Since we have 5,000+ combinations of products and markets, I call this function on random 100 combinations.
The function provides visual validation of results.
def func_plot_seasonality_adjusted_sales(df,market,product):
# filter and sort data for one product and one market
df_this_product_this_market=df[(df['MARKET_ID_BLINDED']==market) & (df['PRODUCT_ID_BLINDED']==product)]
df_this_product_this_market=df_this_product_this_market.sort_values('WEEK_ENDING_FRIDAY')
df_this_product_this_market
# create x and y series
x=df_this_product_this_market['WEEK_NUMBER']
y=df_this_product_this_market['STD_PHYSICAL_VOL']
y_adj=df_this_product_this_market['ADJUSTED_STD_PHYSICAL_VOL']
# declare plot
fig = plt.figure(figsize=(20,10))
plt.suptitle('Market='+ market + ' || ' + 'Product='+ product, fontsize = 22)
# plot 1: only show actuals
ax = fig.add_subplot(2, 1, 1)
ax.scatter(x, y, marker='o', color='red',s=25)
ax.plot(x, y, linestyle='-', linewidth=2, color='red',label='Actual')
ax.set_xlabel("Week #", fontsize = 20)
ax.set_ylabel("Sales Volume", fontsize = 20)
ax.tick_params(axis='both', which='major', labelsize=16)
ax.legend(fontsize=20)
#================
# plot 2: show actuals and adjusted
ax = fig.add_subplot(2, 1, 2)
ax.scatter(x, y, marker='o', color='red',s=25, alpha=0.2)
ax.plot(x, y, linestyle='-', linewidth=4, color='red', alpha=0.2, label='Actual')
ax.scatter(x, y_adj, marker='o', color='red',s=25)
ax.plot(x, y_adj, linestyle='--', linewidth=2, color='red', label='Adjusted')
ax.set_xlabel("Week #", fontsize = 20)
ax.set_ylabel("Sales Volume", fontsize = 20)

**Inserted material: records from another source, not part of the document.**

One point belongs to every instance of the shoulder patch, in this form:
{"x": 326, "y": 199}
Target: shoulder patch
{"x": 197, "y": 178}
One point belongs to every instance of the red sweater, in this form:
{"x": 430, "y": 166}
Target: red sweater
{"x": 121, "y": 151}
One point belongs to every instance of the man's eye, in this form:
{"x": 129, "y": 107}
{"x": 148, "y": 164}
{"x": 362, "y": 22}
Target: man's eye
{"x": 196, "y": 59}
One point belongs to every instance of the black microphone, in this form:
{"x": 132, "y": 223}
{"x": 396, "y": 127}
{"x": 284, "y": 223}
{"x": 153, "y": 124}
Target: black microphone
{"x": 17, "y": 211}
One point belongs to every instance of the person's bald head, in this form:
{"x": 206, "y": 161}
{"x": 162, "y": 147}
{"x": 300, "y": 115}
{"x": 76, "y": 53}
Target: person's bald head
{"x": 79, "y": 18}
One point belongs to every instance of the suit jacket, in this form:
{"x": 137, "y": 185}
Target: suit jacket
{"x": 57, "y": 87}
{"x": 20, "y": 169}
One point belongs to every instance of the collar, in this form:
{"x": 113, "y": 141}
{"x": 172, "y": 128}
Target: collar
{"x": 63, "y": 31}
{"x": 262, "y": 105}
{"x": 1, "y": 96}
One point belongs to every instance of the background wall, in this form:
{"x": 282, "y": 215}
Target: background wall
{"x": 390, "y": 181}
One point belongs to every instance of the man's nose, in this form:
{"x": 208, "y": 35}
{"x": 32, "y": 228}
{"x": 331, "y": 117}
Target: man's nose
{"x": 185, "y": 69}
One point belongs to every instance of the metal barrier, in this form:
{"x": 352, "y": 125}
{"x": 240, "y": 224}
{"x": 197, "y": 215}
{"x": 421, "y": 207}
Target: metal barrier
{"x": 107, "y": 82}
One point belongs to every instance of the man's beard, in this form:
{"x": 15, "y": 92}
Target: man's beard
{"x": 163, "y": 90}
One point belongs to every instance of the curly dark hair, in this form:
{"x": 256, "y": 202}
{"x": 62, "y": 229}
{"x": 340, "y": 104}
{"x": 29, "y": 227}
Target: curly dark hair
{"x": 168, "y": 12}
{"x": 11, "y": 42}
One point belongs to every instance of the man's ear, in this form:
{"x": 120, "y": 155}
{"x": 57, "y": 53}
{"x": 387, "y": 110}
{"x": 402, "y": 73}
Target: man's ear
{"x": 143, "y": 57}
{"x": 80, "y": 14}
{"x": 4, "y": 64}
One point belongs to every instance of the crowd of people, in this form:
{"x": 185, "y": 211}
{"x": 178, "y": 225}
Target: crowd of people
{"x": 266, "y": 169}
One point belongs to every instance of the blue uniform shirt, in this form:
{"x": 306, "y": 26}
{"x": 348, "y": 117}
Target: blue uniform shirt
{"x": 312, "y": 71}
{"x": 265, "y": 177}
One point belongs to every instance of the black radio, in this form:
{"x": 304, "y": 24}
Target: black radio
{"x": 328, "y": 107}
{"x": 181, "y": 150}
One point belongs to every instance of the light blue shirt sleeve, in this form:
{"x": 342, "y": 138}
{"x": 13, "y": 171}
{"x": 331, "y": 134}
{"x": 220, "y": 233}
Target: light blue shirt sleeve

ax.tick_params(axis='both', which='major', labelsize=16)
ax.legend(fontsize=20)
# save the plot on the disk for visual examination
plt.savefig('/Users/atulsehgal/Documents/UofU/MSBA Study/IS 6813-001 Spring 2023 MSBA CapstoneCompletion/Plots/adjusted_sales_plot_' + market + product + '.jpg')
#print('Saved the plot: /Users/atulsehgal/Documents/UofU/MSBA Study/IS 6813-001 Spring 2023 MSBA CapstoneCompletion/Plots/adjusted_sales_plot_' + market + product +'.jpg')
plt.close()
# return the plot
return fig
Standardizing independent variables can be a useful preprocessing step in modeling that can improve the numerical stability, interpretability, and performance of the model.
def standardize_a_columns(col):
X=np.array(col)
X_mean = np.mean(X, axis=0)
X_std = np.std(X, axis=0)
X_std=np.where(X_std == 0, 1, X_std)
return (X - X_mean) / X_std
This function does several tasks [listed below]:
1) Subsets the data for a given product and market
2) Standardize the independent variables [by calling the function declared above]
3) Fits linear model on training set
4) Validates the model on test set
5) Collects modeling stats [R-sq, coefficents, p-values, mean, standard deviation etc]
This function is called iteratively to fit one model per market and product combination.
def func_build_price_elasticity_lin_model(this_market,this_product):
# subset the training data for this product and this market
df_train_this_iteration= df_train.copy()[(df_train['MARKET_ID_BLINDED']==this_market) \
& (df_train['PRODUCT_ID_BLINDED']==this_product)]
# subset the test data for this product and this market
df_test_this_iteration= df_test.copy()[(df_test['MARKET_ID_BLINDED']==this_market) \
& (df_test['PRODUCT_ID_BLINDED']==this_product)]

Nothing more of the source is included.